TOKYO -- The Group of Eight, holding its summit in Japan starting Monday, has always been a club for the world's biggest economies. Now a growing chorus is saying it's time that the clubhouse doors swing open to some newcomers.

China has eclipsed more than half the club's members in economic size, and the gross domestic product of Brazil is larger than Russia's.

"When do they move from the G-8 to the G-13?" asked Lael Brainard of the Brookings Institution, a Washington public policy organization. "None of these problems can be solved without the participation of countries like China, India, Mexico, Brazil and South Africa."

Indeed, the G-8's grip on the world economy isn't what it used to be.

The United States, Japan, Germany, Britain, France, Italy, Canada and Russia accounted for 58 percent of the world economy at current prices in 2007, International Monetary Fund figures show -- down from 65 percent in 1997.

China's $3.4 trillion economy is the fourth-largest in the world, nipping at the heels of No. 3 Germany.

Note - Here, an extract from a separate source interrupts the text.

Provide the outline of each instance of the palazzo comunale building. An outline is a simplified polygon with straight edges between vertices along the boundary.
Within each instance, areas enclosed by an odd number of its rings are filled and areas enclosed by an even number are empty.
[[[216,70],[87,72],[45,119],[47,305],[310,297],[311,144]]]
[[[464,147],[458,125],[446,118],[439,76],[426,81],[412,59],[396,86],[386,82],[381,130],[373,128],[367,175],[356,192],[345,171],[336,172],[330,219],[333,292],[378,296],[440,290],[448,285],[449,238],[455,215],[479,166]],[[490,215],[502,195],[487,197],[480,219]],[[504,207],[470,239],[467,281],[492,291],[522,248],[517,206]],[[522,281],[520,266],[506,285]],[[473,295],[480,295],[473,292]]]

Brazil has the 10th-largest economy, just behind Canada but ahead of Russia. After Russia awaits fast-growing India.

It's not only raw economics. The five nations mentioned by Brainard include serious military powers and the world's two most populous nations, China and India.

It wouldn't be the first time the G-8 has changed its membership.

The group held its initial summit in France in 1975 with six members: the United States, Britain, France, West Germany, Italy and Japan. Canada came on board the following year. Russia formally joined in 1997.

In recent years, as G-8 countries have struggled to address the concerns of the rest of the world, such as poverty in Africa, the list of summit participants has ballooned, though the core nations still hold exclusive meetings. A total of 22 heads of government -- eight from the members, seven from Africa and seven from other leading economies -- will be at the summit in Japan.

Members themselves are split over whether they need to formally open the group to new entrants.

French President Nicolas Sarkozy has been outspokenly in favor, and British Prime Minister Gordon Brown also supports expansion.

"It is in our interest to put them at the negotiating table, to treat them like partners and to put them face to face with their obligations," Sarkozy told the French-Japan Club in November.

Others are not so sure. Japan, which has long basked in the honor of being the G-8's only Asian member, has repeatedly shrugged off suggestions of expansion in the weeks leading up to the summit.

Then there's the question of democracy.

John Kirton, director of the G-8 research group at the University of Toronto, has argued that the summit's founding principles included promotion of open democracy. By that criteria, China does not meet requirements for membership, he has written.